Na manhã seguinte Débora ligou para o consultório, mas Maurício estava ocupado e não pode dar-lhe atenção. Nos dois dias seguintes eles sós se falaram rapidamente. No sábado Maurício resolveu ir ao apartamento dela para fazer-lhe uma surpresa. Estacionou, tomou o elevador, e colocou a chave na fechadura. Ainda hesitou um pouco, pois não costumava vir sem avisar, mas foi mais forte do que sua hesitação e entrou. Escutou vozes e foi até o quarto, Débora estava nua por cima de Alessandro e gemia de prazer. Estava tão alucinada que não se deu conta da chegada de Maurício. Quando virou para o lado e viu que ele estava ali parado surpreso, ela levou as mãos a cabeça e Alessandro rolou para o outro lado da cama. Maurício ficou tão indignado com a cena que saiu com a cabeça girando a milhões de quilômetros por hora. Pegou o carro, rodou, rodou, rodou. A noite foi acabando e ele se viu andando na praia deserta em Ipanema. Perdeu a noção do tempo. Começou a chover, uma garoa fininha.

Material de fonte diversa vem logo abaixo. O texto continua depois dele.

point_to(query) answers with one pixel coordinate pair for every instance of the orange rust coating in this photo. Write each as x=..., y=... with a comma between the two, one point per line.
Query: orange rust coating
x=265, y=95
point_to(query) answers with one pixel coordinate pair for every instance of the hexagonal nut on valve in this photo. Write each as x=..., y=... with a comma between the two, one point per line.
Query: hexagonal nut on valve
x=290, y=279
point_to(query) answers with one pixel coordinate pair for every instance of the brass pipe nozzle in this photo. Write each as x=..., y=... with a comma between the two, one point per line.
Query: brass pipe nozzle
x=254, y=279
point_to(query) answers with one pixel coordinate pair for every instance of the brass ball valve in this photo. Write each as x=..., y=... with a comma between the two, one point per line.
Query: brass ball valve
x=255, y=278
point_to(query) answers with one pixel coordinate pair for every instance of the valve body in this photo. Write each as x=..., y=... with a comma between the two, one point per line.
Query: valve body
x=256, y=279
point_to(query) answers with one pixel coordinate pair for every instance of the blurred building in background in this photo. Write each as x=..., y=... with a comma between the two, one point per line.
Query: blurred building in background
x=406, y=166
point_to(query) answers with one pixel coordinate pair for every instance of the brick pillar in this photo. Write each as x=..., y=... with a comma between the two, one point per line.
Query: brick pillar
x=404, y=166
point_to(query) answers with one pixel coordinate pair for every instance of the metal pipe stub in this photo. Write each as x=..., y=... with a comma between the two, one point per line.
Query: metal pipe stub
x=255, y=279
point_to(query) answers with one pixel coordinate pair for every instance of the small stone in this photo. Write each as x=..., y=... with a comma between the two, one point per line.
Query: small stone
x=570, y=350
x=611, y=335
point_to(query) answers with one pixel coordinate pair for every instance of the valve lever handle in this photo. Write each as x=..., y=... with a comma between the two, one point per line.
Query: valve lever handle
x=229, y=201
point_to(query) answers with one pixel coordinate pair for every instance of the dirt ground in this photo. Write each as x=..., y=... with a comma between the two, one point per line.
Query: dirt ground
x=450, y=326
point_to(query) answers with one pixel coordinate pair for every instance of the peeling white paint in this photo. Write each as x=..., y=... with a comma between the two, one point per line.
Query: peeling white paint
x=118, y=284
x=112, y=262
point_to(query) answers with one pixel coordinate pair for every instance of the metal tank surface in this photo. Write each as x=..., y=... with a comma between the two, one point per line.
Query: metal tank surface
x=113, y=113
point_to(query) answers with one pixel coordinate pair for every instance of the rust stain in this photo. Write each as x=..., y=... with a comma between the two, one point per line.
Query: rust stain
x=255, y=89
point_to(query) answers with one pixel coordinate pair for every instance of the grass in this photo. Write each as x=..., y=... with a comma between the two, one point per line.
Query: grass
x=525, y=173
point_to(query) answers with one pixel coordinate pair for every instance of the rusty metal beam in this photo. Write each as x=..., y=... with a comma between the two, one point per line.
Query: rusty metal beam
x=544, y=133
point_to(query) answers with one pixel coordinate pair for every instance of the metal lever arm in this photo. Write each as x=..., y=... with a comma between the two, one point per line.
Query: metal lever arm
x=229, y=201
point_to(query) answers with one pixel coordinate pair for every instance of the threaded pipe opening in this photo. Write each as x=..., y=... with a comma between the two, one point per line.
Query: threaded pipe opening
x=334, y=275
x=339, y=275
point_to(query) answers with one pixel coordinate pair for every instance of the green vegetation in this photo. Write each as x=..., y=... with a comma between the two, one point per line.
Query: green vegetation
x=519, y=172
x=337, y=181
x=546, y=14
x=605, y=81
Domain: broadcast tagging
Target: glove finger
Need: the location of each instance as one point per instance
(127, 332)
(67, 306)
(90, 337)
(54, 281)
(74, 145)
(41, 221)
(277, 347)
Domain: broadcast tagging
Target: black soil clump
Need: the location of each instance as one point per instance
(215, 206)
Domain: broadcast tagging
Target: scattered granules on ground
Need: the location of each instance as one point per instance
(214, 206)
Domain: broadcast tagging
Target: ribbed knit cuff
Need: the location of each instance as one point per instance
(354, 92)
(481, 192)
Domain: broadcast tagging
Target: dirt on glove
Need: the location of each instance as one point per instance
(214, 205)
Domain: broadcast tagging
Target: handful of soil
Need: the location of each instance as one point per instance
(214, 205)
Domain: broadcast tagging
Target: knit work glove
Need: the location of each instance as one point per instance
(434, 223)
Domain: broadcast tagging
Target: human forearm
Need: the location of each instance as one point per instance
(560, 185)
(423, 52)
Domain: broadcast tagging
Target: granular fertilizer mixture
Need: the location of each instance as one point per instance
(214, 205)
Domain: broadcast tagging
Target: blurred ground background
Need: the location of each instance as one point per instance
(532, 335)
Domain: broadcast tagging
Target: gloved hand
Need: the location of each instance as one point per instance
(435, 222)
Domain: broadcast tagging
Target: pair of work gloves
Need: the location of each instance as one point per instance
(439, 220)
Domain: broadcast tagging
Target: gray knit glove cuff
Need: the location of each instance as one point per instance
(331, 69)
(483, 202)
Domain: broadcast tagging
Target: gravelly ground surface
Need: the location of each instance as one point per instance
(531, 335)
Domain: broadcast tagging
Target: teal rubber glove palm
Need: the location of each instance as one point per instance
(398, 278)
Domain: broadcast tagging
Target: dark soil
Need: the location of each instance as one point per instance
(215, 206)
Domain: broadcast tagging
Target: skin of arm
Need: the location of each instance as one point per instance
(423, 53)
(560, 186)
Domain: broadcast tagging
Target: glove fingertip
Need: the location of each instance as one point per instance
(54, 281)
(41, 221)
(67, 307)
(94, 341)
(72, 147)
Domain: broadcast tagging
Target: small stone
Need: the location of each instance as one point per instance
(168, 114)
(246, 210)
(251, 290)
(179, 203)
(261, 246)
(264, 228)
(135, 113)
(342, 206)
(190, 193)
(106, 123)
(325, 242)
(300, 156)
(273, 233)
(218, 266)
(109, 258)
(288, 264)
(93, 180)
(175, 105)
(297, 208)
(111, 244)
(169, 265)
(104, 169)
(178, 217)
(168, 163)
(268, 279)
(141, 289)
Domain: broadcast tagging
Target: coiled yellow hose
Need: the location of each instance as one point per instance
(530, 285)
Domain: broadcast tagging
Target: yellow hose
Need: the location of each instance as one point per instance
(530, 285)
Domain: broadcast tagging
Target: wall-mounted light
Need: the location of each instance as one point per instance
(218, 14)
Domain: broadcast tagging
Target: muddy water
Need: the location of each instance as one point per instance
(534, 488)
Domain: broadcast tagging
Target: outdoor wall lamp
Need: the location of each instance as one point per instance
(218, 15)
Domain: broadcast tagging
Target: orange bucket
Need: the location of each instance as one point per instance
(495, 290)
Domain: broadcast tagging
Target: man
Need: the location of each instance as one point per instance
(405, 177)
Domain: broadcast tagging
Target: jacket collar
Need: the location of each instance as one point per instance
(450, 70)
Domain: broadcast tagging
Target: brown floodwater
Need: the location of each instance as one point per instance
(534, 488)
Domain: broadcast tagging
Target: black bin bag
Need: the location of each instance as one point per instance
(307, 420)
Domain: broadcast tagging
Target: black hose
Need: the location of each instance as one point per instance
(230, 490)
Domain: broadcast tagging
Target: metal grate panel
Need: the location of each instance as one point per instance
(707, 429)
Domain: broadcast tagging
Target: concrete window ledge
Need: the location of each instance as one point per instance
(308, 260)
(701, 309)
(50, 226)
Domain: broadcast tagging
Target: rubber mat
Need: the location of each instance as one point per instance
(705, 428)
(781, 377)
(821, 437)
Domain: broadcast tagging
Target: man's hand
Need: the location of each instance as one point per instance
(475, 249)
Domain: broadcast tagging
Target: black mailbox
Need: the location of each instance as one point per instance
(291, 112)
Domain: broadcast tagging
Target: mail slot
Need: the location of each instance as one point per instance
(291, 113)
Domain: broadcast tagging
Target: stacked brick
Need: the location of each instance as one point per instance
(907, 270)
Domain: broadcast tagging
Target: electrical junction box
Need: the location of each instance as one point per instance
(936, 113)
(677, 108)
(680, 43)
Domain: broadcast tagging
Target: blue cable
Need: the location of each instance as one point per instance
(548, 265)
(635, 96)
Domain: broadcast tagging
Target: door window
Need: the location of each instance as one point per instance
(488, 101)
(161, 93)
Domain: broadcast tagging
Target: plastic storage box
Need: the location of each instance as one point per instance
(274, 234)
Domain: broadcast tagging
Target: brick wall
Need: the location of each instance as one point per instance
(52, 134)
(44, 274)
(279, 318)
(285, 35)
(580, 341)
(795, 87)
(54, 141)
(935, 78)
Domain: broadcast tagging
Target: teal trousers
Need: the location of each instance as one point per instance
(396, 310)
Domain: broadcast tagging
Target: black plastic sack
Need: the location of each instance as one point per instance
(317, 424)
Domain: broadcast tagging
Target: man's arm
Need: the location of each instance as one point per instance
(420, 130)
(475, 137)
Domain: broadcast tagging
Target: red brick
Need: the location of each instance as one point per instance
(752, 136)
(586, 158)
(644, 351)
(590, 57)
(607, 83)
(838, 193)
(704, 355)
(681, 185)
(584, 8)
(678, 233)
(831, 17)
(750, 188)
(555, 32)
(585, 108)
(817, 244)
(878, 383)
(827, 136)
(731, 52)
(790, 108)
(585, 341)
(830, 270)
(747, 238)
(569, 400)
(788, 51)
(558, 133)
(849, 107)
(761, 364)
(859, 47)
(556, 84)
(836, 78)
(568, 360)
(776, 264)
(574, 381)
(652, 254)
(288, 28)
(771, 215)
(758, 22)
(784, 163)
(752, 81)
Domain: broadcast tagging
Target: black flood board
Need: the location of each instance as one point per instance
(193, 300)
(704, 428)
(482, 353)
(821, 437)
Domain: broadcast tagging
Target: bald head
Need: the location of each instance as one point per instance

Maurício voltou para o carro e foi para casa finalmente. Chegou em casa, tomou um longo banho e depois se deitou. Dormiu pesadamente, só acordou lá pelas dez horas. Sentiu um cheirinho gostoso de café, sua mãe acabava de bater na porta, perguntando: - Você não vai tomar café? Ele respondeu afirmativamente e se preparou para ir tomar café. Conversou com a mãe sobre diversos assuntos e notou que ela estava curiosa para saber o que tinha acontecido. Maurício não mencionou uma palavra sobre o que presenciara no apartamento de Débora. O domingo passou rapidamente e veio a segunda-feira com a mesma rotina.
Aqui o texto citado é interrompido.